Differential Diagnosis for WBC 14.0, CRP 11.7 in 28 week pregnant female with abdominal pain
- The patient's presentation of abdominal pain, elevated white blood cell count (WBC), and elevated C-reactive protein (CRP) at 28 weeks of gestation is concerning for several potential diagnoses.
Single most likely diagnosis
- Preterm labor with chorioamnionitis: This condition is a leading cause of maternal and fetal morbidity and mortality. The elevated WBC and CRP are indicative of an infectious process, and abdominal pain is a common symptom of chorioamnionitis.
Other Likely diagnoses
- Pyelonephritis: Pregnant women are at increased risk of developing pyelonephritis due to urinary stasis and ureteral dilation. The elevated WBC and CRP, along with abdominal pain, are consistent with this diagnosis.
- Appendicitis: Although less common during pregnancy, appendicitis can occur and may present with abdominal pain, elevated WBC, and CRP.
- Preeclampsia with HELLP syndrome: This condition can cause abdominal pain, elevated WBC, and CRP, although it is typically associated with hypertension and proteinuria.
Do Not Miss (ddxs that may not be likely, but would be deadly if missed)
- Placental abruption: This condition can cause abdominal pain, elevated WBC, and CRP, and is a medical emergency that requires prompt attention.

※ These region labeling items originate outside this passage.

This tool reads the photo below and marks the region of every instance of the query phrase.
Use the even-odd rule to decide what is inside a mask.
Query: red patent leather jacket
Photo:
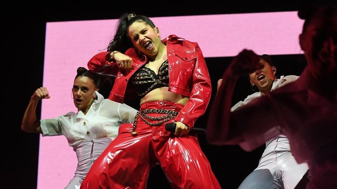
[[[205,59],[198,43],[172,35],[163,40],[166,45],[168,62],[168,91],[189,98],[175,119],[193,127],[198,118],[203,115],[208,105],[211,87]],[[110,52],[95,55],[88,63],[90,70],[103,75],[115,76],[109,99],[124,103],[126,99],[138,98],[131,82],[132,75],[148,62],[145,56],[139,57],[134,48],[125,52],[133,59],[132,68],[119,69],[118,64],[106,60]]]

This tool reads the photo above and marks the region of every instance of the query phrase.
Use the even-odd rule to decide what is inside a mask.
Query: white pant
[[[87,141],[81,143],[74,150],[76,151],[78,163],[75,175],[65,189],[79,189],[84,177],[95,161],[112,141],[111,138],[106,138]]]
[[[284,149],[287,139],[278,139],[267,143],[257,168],[245,179],[239,189],[293,189],[296,186],[308,170],[307,165],[297,164],[290,151],[271,150],[280,146]]]

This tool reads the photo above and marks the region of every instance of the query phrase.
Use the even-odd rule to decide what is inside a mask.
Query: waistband
[[[179,103],[169,101],[156,101],[143,103],[140,106],[140,111],[146,109],[160,109],[179,112],[183,107],[184,105]]]

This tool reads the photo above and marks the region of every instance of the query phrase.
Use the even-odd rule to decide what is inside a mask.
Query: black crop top
[[[162,87],[168,87],[168,64],[165,60],[161,64],[158,74],[145,66],[140,68],[132,77],[138,96],[143,97],[151,91]]]

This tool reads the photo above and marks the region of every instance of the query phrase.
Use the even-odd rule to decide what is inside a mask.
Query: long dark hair
[[[107,51],[118,50],[122,53],[133,46],[133,44],[128,36],[128,29],[134,22],[144,22],[154,28],[156,26],[148,17],[137,15],[135,13],[124,13],[117,23],[117,30],[115,36],[108,45]]]

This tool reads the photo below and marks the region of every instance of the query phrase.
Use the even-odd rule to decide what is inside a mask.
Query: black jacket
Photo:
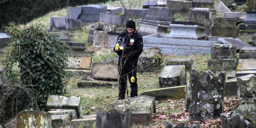
[[[119,34],[117,38],[117,41],[120,37],[124,39],[124,42],[126,46],[126,48],[124,50],[118,50],[116,51],[114,47],[114,51],[117,53],[119,56],[118,64],[120,65],[122,62],[123,65],[130,66],[134,65],[137,66],[138,62],[139,56],[142,52],[143,49],[143,40],[142,36],[136,30],[134,30],[133,34],[130,37],[126,34],[126,29]],[[134,43],[132,46],[129,44],[131,37],[134,39]],[[123,55],[126,55],[125,58],[122,57]]]

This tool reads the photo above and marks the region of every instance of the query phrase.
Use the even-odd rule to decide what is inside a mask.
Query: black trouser
[[[131,97],[133,97],[138,96],[138,85],[137,84],[137,78],[136,76],[137,68],[136,67],[132,67],[132,66],[124,66],[123,67],[118,65],[119,72],[119,99],[124,99],[125,96],[126,86],[127,85],[127,75],[131,84]],[[133,76],[135,78],[135,82],[131,82],[131,78],[132,75],[132,69],[133,69]]]

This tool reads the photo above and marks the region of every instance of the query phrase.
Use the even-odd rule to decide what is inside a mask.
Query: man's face
[[[127,28],[127,31],[128,32],[128,34],[131,35],[133,33],[134,29],[133,28]]]

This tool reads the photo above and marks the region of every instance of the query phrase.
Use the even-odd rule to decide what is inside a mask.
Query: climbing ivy
[[[66,74],[64,69],[69,47],[58,36],[47,32],[41,24],[22,28],[11,23],[6,30],[13,40],[6,62],[6,70],[10,73],[7,74],[12,74],[12,69],[18,63],[21,84],[31,85],[35,100],[44,109],[49,95],[60,95],[64,92],[62,78]]]

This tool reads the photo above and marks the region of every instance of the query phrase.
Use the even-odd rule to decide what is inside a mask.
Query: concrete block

- Uterine rupture: Although rare, uterine rupture can occur in pregnant women, especially those with a history of uterine surgery or trauma.
- Ovarian torsion: This condition can cause severe abdominal pain and may be associated with elevated WBC and CRP.
Rare diagnoses
- Hepatitis: Although less common, hepatitis can cause abdominal pain, elevated WBC, and CRP in pregnant women.
- Pancreatitis: This condition can cause abdominal pain, elevated WBC, and CRP, although it is relatively rare during pregnancy.